Wenn ich den Server und Client in das selbe Projekt kopiere und die gleiche Client.java via import einfüge klappt es. Nur sind der Server und Client getrennt und sollten auch in unterschiedlichen Projekten liegen...

Was kann ich gegen die Exception unternehmen.

Vielen Dank!


----------



## SlaterB (30. Mai 2012)

lies das Objekt zunächst in eine Object-Variable ein, dann gib dessen getClass() aus,
die Fehlermeldung klingt eher als wäre es schlicht eine andere Klasse, auch wenn das deinem erfolgreichen Test widerspricht,

bei falscher Client-Version sollte eher eine Fehlermeldung a la
> java.io.InvalidClassException: test.Client; local class incompatible: stream classdesc serialVersionUID = abc, local class serialVersionUID = xy
aber vielleicht je nach JVM anders gehandhabt, bzw. bei dir ist es ja sicherlich nicht der Fehler der abweichenden Id

dieser testweise Fehler tritt bei schon beim readObject() auf, nicht erst beim Cast,
auch in der Hinsicht wäre es wichtig, die Befehle zu trennen (nicht readObject() + Cast in derselben Zeile),
wobei ein StackTrace zur Exception auch verraten sollte ob es tief in readObjact() oder eben eher erst beim Cast passiert,
wie so üblich bei ClassCastExceptions

-----

allgemein zu gemeinsamen Klassen: wenn möglich lagere sie in dritte Projekte aus, die nicht so oft kompiliert werden,
die fertige .class-Datei, ein und dieselbe Datei, an Client + Server verteilen, dann wäre serialVersionUID nicht nötig

--------

> Wenn ich den Server und Client in das selbe Projekt kopiere und die gleiche Client.java via import einfüge klappt es. 

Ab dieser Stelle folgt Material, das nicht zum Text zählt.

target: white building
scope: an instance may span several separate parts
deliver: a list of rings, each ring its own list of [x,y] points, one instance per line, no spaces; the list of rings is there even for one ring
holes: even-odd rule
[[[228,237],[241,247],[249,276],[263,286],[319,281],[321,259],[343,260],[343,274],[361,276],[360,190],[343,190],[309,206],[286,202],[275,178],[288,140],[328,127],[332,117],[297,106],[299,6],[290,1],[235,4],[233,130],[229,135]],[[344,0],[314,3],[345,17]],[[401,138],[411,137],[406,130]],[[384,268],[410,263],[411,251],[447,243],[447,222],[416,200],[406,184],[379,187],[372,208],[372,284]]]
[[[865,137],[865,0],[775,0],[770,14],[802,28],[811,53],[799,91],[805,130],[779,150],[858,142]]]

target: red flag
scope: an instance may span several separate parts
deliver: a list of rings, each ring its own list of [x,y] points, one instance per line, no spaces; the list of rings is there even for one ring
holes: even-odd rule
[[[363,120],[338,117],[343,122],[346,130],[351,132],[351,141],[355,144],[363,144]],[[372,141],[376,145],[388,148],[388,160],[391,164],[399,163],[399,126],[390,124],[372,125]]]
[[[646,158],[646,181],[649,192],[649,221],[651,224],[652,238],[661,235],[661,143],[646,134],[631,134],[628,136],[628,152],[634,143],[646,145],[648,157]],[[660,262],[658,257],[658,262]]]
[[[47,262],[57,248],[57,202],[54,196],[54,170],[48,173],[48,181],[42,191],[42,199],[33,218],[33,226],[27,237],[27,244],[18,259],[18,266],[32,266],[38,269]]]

musst du an den imports irgendwas ändern?
gibt es zwei Client-Klassen gleichzeitig, nicht zufällig in unterschiedlichen packages?
würde allerdings auch wieder zu einer anderen Exception führen, ClassNotFoundException..


----------



## goodcat (30. Mai 2012)

Mhh ok also habe ich 2 Möglichkeiten.

1. In drittes Projekt auslagern und ein und die selbe Datei importieren.
2. Wenn ich dich richtig verstanden habe. Cast vom readObject trennen...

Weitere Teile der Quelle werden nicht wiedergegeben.